We’ve all been there. It’s so easy to see in others, yet so difficult to recognize in our own lives. We care so deeply about them, yet they let us down, over and over. Always the promise is given; “next time, things will be better!” and of course the most famous line of all “I can change!”

It is the cycle of abuse, and it traps all of us at some point or another.

That’s right, I’m talking to you, Mr. Unbalanced Hammer Army player.

The scenario is a familiar one: Setting out to build a list, we stumble across a unit in the codex. It calls to us, it thrills us, we are infatuated thoroughly. “So WHAT if they cost 40 points apiece? They are TOTALLY WORTH IT!!” And sure, if we’ve spent that much on them already, what’s a few more points here and there in wargear, I mean after all they are the stars of our army, and we want them to perform! And if they cost this much, we’d better give them a pimped out ride!

Then, the day of the battle comes. “Surely,” you think, “after I have lavished so much attention on them, they won’t let me down.”

“Surely, they won’t betray me. I love them so much…”

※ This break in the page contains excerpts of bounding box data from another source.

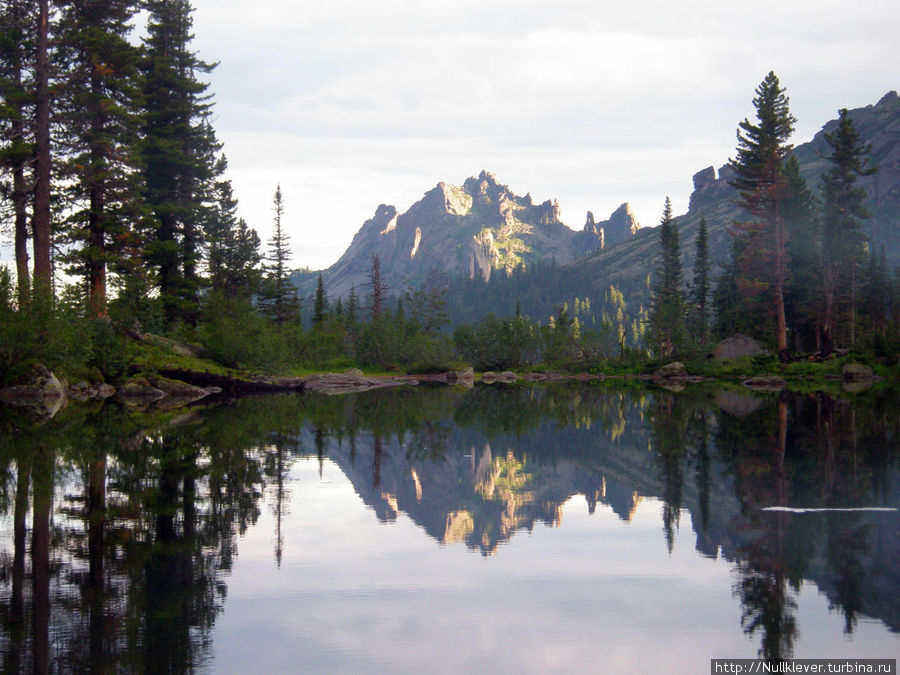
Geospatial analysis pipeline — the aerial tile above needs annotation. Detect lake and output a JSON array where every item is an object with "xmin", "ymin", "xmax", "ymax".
[{"xmin": 0, "ymin": 383, "xmax": 900, "ymax": 673}]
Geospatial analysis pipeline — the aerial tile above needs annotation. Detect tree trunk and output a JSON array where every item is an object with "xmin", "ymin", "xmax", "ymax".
[
  {"xmin": 32, "ymin": 0, "xmax": 53, "ymax": 298},
  {"xmin": 12, "ymin": 148, "xmax": 31, "ymax": 307},
  {"xmin": 11, "ymin": 46, "xmax": 31, "ymax": 307}
]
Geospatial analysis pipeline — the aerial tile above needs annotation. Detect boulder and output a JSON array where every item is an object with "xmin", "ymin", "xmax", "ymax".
[
  {"xmin": 148, "ymin": 377, "xmax": 206, "ymax": 400},
  {"xmin": 716, "ymin": 333, "xmax": 766, "ymax": 361},
  {"xmin": 0, "ymin": 364, "xmax": 66, "ymax": 402},
  {"xmin": 744, "ymin": 375, "xmax": 787, "ymax": 392},
  {"xmin": 116, "ymin": 377, "xmax": 166, "ymax": 401},
  {"xmin": 716, "ymin": 390, "xmax": 762, "ymax": 417},
  {"xmin": 841, "ymin": 363, "xmax": 875, "ymax": 382},
  {"xmin": 654, "ymin": 361, "xmax": 687, "ymax": 378}
]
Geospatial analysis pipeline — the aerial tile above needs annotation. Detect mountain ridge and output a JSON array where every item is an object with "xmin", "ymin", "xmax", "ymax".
[{"xmin": 293, "ymin": 91, "xmax": 900, "ymax": 308}]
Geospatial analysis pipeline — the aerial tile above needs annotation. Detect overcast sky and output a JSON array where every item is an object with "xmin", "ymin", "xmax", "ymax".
[{"xmin": 186, "ymin": 0, "xmax": 900, "ymax": 269}]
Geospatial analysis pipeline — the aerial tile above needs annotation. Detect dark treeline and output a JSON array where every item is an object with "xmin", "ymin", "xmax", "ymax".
[{"xmin": 0, "ymin": 22, "xmax": 900, "ymax": 383}]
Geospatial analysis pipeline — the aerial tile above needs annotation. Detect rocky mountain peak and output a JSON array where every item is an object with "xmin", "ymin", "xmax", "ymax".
[
  {"xmin": 875, "ymin": 90, "xmax": 898, "ymax": 105},
  {"xmin": 603, "ymin": 202, "xmax": 641, "ymax": 251}
]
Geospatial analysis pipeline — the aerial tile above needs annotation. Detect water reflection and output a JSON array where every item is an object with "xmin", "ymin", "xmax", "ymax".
[{"xmin": 0, "ymin": 386, "xmax": 900, "ymax": 673}]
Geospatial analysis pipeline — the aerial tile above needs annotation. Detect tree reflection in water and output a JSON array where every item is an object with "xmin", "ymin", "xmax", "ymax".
[{"xmin": 0, "ymin": 385, "xmax": 900, "ymax": 673}]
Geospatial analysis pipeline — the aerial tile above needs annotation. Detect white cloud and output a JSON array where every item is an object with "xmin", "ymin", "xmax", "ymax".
[{"xmin": 186, "ymin": 0, "xmax": 900, "ymax": 268}]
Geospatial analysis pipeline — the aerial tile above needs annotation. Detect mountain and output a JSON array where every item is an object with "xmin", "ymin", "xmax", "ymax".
[
  {"xmin": 294, "ymin": 91, "xmax": 900, "ymax": 321},
  {"xmin": 294, "ymin": 171, "xmax": 640, "ymax": 298},
  {"xmin": 580, "ymin": 91, "xmax": 900, "ymax": 296}
]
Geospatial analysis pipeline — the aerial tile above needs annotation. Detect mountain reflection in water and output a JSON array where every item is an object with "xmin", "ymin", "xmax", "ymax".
[{"xmin": 0, "ymin": 385, "xmax": 900, "ymax": 673}]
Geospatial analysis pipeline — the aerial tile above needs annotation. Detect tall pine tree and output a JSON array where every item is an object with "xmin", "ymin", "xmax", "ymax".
[
  {"xmin": 730, "ymin": 72, "xmax": 796, "ymax": 359},
  {"xmin": 0, "ymin": 0, "xmax": 35, "ymax": 307},
  {"xmin": 141, "ymin": 0, "xmax": 220, "ymax": 323},
  {"xmin": 649, "ymin": 197, "xmax": 686, "ymax": 357},
  {"xmin": 57, "ymin": 0, "xmax": 140, "ymax": 317},
  {"xmin": 259, "ymin": 184, "xmax": 300, "ymax": 325},
  {"xmin": 691, "ymin": 216, "xmax": 710, "ymax": 344},
  {"xmin": 821, "ymin": 108, "xmax": 875, "ymax": 353}
]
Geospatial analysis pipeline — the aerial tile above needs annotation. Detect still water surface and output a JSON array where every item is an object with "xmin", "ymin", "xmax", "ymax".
[{"xmin": 0, "ymin": 386, "xmax": 900, "ymax": 673}]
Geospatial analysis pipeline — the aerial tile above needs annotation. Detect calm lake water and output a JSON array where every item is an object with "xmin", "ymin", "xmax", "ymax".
[{"xmin": 0, "ymin": 385, "xmax": 900, "ymax": 673}]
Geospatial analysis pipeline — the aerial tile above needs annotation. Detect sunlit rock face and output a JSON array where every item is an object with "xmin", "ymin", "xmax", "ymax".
[
  {"xmin": 301, "ymin": 171, "xmax": 640, "ymax": 298},
  {"xmin": 602, "ymin": 202, "xmax": 641, "ymax": 251}
]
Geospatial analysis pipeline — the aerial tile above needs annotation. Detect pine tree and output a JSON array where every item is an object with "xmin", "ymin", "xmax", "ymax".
[
  {"xmin": 784, "ymin": 156, "xmax": 822, "ymax": 351},
  {"xmin": 691, "ymin": 216, "xmax": 710, "ymax": 344},
  {"xmin": 141, "ymin": 0, "xmax": 221, "ymax": 323},
  {"xmin": 31, "ymin": 0, "xmax": 53, "ymax": 300},
  {"xmin": 0, "ymin": 0, "xmax": 35, "ymax": 307},
  {"xmin": 313, "ymin": 274, "xmax": 328, "ymax": 328},
  {"xmin": 730, "ymin": 72, "xmax": 796, "ymax": 359},
  {"xmin": 57, "ymin": 0, "xmax": 140, "ymax": 317},
  {"xmin": 259, "ymin": 184, "xmax": 300, "ymax": 324},
  {"xmin": 650, "ymin": 197, "xmax": 685, "ymax": 356},
  {"xmin": 368, "ymin": 253, "xmax": 388, "ymax": 320},
  {"xmin": 203, "ymin": 157, "xmax": 261, "ymax": 297},
  {"xmin": 822, "ymin": 108, "xmax": 875, "ymax": 353}
]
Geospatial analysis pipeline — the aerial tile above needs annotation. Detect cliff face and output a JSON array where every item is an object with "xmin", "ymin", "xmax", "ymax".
[
  {"xmin": 303, "ymin": 171, "xmax": 640, "ymax": 298},
  {"xmin": 578, "ymin": 91, "xmax": 900, "ymax": 304}
]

It usually starts with one failed save. You pick up your model, you take it off the table. You are troubled, probably more than you ought to be, but things are still alright, you’ve got 4 more where that came from, right?

Then the next failed save comes. You remove another model. Maybe at this point you’ve crushed a 120 point enemy unit, maybe not. Still, your heart is troubled. Things are not going as you had hoped, and every model you take off the table tears at you more than it should.

Another dies, then another. At this point, you feel thoroughly let down, betrayed. How could they fail you? You invested SO MUCH in them!

“Next time will be better,” you think, “next time things will be different…”

Ok, ok, so maybe that is a little more dramatic than the reality that MOST of us experience (though I swear I’ve seen misty eyes after gunning down someone’s TH/SS Terminator squad with massed bolter fire, lol).

The truth is, I am describing something I have experienced personally. There is a strong temptation to take super units, pimp them out and then wail away with them at your opponent. These are real “noob” hammers, but against more experienced players will usually fail as they keep your super unit at arms length and whittle them away to nothing.

When you are going through a game, you should never really feel an internal wince when you lose models or even an entire unit. Units are expendable, models are expendable. If it’s upsetting to lose something during a game, that’s probably a clue that it doesn’t belong in your list. Every time you lose something, the feeling you get should be “that’s cool, I’ve got more where that came from!” and you move on with the game. Once you have a list where this is how you consistently feel while playing, you will miraculously find that you are winning more and more games. This is a result of having a BALANCED force without obvious lynchpin units.

My personal Albatross was the Biker Command Squad. I loved this unit, and to be honest, it is a great unit IN CERTAIN ARMIES. But I tried to shoehorn it into a role for which it was not suited, and I was consistently disappointed. My super-expensive bikers would fall, one by one, to concentrated fire or dozens of Strength 3 melee attacks, and it upset me every time. Then I realized that they needed to go.

So, while you’re playing, try and pay attention to how you feel. If you are overly disappointed when you lose a unit, you probably overestimated its utility or its survivability, or underestimated the portion of your overall points you’ve invested in the unit. Sometimes it can be hard to recognize these things through a thought out analysis, because we tend to rationalize and make believe that what we WANT to be true, WILL be true.

Make the break. Get out of a bad relationship and enjoy the rewards of partnering with less flashy, less maintenance intensive, more reliable units!